Random Effects and Home Runs

statistics
r
baseball
Author

Mark Jurries II

Published

February 6, 2026

I recently was reading “Multilevel Modeling in Baseball” by Jim Albert, in which he used a random effects model to show how much influence hitters vs pitchers had on various stats. It showed that hitters have a much higher contribution to home run rates, which checks out. It also got me thinking - which pitchers perhaps saw more HR just because of who they faced?

I used 2025 play by play data from Retrosheet. I also decided to add park to the random effects model, since some parks (i.e. Wrigley) play more as home run parks than others. We’ll run the model, then predict for each plate appearance the probability of a home run. We’ll then sum up those probabilities and compare to actuals, first for pitchers and then for batters, and compare to actual. If you’re thinking “this sounds a lot like Expected Goals*”, well, the premise very much is. A better model would account for pitch type, wind speed, etc., but this fairly simple approach should yield some interesting results.

*I find xG to be helpful, and the same concept is what drives Outs Above Average.
Show the code
library(hrbrthemes)
library(janitor)
library(gt)
library(gtExtras)
library(tidyverse)
library(lme4)

#read retrosheet data
mlb_2025 <- read_csv('2025plays.csv')
players <- read_csv('biofile0.csv') %>%
  mutate(player_name = paste0(usename, ' ', lastname)) %>%
  select(id, player_name)

#filter out stolen base events
mlb_2025 <- mlb_2025 %>%
  filter(sb2 == 0 & sb3 == 0 & cs2 == 0 & cs3 == 0)
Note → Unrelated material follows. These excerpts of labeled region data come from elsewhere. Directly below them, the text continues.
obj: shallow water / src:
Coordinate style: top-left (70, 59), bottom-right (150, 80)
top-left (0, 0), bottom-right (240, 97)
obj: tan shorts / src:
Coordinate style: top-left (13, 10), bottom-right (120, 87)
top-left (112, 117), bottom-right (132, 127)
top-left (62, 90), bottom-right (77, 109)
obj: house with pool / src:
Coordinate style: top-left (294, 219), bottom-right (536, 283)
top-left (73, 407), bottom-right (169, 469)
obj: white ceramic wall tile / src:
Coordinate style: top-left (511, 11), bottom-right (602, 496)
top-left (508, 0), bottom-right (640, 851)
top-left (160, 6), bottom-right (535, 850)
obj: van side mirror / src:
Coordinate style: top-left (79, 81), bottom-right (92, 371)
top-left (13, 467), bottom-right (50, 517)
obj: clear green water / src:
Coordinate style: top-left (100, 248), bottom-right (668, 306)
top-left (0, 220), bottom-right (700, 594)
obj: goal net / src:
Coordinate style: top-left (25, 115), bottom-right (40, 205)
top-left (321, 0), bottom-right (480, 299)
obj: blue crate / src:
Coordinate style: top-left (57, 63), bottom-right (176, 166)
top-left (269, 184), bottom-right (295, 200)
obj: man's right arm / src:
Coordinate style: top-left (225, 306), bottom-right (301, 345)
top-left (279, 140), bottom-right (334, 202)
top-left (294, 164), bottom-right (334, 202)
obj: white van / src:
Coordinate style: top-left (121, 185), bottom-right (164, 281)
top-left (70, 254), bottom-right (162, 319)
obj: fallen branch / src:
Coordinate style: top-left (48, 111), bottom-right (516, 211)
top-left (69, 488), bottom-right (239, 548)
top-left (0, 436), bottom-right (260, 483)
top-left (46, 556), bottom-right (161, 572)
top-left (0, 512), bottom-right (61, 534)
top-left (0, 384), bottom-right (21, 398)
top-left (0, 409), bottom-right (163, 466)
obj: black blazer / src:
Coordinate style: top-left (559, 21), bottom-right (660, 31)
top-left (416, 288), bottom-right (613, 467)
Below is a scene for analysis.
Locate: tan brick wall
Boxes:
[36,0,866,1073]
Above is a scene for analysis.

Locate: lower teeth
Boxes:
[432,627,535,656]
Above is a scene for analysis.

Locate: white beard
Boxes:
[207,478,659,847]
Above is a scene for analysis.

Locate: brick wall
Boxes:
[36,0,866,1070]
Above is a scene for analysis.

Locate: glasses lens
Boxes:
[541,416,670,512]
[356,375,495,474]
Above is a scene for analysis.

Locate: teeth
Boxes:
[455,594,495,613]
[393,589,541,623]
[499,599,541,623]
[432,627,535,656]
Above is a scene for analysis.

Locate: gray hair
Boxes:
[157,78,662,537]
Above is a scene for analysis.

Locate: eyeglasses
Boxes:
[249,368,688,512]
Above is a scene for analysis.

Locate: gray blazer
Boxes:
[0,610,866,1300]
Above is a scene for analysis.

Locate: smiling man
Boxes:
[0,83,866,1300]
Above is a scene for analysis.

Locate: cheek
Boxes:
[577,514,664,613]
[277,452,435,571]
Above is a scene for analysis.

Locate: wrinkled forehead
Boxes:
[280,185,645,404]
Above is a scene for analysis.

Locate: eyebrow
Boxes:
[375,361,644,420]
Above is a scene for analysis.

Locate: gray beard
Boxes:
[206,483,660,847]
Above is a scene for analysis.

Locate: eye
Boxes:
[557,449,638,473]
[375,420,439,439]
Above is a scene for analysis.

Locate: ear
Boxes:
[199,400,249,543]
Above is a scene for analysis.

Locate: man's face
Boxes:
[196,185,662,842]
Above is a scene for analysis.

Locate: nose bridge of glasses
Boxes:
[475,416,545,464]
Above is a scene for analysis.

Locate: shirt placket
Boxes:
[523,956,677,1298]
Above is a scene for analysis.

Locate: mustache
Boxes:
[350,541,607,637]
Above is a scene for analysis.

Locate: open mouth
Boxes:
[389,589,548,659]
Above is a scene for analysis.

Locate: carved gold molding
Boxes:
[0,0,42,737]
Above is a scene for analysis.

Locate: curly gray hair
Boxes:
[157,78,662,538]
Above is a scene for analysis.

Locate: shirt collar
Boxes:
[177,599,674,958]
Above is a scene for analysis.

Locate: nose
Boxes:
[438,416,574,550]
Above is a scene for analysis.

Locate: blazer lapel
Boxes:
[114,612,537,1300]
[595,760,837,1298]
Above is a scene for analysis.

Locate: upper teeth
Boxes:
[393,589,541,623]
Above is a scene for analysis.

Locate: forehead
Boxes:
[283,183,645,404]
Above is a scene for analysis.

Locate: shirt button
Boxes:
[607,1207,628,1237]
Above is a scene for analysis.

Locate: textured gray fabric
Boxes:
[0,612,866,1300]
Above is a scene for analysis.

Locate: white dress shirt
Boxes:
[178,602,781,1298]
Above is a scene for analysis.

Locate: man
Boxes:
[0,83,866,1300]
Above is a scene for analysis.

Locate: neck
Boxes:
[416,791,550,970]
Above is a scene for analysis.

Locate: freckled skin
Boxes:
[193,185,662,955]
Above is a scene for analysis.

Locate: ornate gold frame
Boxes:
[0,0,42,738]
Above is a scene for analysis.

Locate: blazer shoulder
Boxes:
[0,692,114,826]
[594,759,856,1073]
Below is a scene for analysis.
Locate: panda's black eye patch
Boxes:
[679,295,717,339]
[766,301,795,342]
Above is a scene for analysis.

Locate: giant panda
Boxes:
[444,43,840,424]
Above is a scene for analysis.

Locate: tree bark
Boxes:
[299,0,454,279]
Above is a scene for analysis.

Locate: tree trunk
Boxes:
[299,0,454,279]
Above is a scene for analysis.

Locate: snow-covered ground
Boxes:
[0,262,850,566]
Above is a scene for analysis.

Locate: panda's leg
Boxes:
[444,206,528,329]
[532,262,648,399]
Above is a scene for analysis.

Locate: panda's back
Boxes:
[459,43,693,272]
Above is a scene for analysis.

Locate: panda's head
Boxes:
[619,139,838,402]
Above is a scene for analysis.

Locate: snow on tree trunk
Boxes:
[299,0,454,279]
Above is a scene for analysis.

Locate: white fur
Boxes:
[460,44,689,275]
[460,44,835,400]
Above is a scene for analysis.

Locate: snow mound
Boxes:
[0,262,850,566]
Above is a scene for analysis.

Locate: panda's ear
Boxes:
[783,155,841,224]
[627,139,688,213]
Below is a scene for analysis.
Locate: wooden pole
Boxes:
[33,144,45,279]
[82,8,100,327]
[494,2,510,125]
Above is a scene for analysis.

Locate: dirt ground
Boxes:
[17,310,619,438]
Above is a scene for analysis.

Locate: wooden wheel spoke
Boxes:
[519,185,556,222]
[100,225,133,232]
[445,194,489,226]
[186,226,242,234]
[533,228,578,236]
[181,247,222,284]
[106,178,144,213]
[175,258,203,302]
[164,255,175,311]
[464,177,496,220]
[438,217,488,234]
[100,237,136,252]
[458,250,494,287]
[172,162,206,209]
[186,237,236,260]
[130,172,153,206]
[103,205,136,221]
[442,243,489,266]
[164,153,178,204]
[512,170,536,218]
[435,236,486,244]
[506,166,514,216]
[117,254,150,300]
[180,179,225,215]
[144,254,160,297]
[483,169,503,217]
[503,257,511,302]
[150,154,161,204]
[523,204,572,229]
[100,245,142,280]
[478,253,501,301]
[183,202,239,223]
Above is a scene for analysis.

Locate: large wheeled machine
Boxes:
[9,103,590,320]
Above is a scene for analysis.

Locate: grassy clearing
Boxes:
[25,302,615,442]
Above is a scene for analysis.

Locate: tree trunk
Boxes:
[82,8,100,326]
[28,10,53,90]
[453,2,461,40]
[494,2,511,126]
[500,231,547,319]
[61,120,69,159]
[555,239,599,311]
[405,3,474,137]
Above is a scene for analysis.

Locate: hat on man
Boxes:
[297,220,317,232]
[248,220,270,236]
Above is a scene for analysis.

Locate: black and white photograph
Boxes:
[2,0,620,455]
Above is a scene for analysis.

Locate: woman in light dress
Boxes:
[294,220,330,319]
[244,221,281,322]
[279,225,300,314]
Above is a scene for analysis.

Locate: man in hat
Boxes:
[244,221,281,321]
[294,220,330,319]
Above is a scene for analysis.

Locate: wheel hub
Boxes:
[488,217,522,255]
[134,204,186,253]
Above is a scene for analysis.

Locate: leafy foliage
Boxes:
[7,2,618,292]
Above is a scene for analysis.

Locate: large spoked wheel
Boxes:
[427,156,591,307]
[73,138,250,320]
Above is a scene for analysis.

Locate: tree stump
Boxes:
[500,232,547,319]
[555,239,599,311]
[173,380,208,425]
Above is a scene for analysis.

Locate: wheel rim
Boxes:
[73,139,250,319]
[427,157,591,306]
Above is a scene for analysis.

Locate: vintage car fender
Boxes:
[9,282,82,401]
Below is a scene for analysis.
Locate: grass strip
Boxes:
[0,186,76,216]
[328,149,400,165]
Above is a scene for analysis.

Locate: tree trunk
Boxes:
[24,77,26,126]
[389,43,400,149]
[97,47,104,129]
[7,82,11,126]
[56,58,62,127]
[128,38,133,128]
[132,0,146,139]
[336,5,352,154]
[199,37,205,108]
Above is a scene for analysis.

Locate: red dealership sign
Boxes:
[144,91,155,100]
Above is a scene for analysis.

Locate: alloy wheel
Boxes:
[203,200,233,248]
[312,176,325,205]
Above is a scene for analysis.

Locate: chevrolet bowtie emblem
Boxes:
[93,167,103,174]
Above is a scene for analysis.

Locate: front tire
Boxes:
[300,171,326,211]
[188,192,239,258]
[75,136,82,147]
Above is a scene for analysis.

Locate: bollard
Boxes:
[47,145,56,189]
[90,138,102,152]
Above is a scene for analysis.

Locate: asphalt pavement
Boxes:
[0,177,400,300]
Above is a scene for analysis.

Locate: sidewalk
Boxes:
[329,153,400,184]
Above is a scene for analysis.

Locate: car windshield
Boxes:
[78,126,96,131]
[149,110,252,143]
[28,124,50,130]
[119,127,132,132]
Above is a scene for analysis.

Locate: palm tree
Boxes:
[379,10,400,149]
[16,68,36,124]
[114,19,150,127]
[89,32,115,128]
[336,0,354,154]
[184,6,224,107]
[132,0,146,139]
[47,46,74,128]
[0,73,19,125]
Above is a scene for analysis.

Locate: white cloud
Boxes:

#run our random effects model
hr_fit <- glmer(hr ~ (1 | pitcher) + (1 | batter) + (1 | site),
                data = mlb_2025,
                family = binomial)

#create predictions. To extract standard errors, we need to predict
#on the log scale, so we'll munge the predictions to transform.
hr_pred <- predict(hr_fit, mlb_2025, se.fit = TRUE, type = "link")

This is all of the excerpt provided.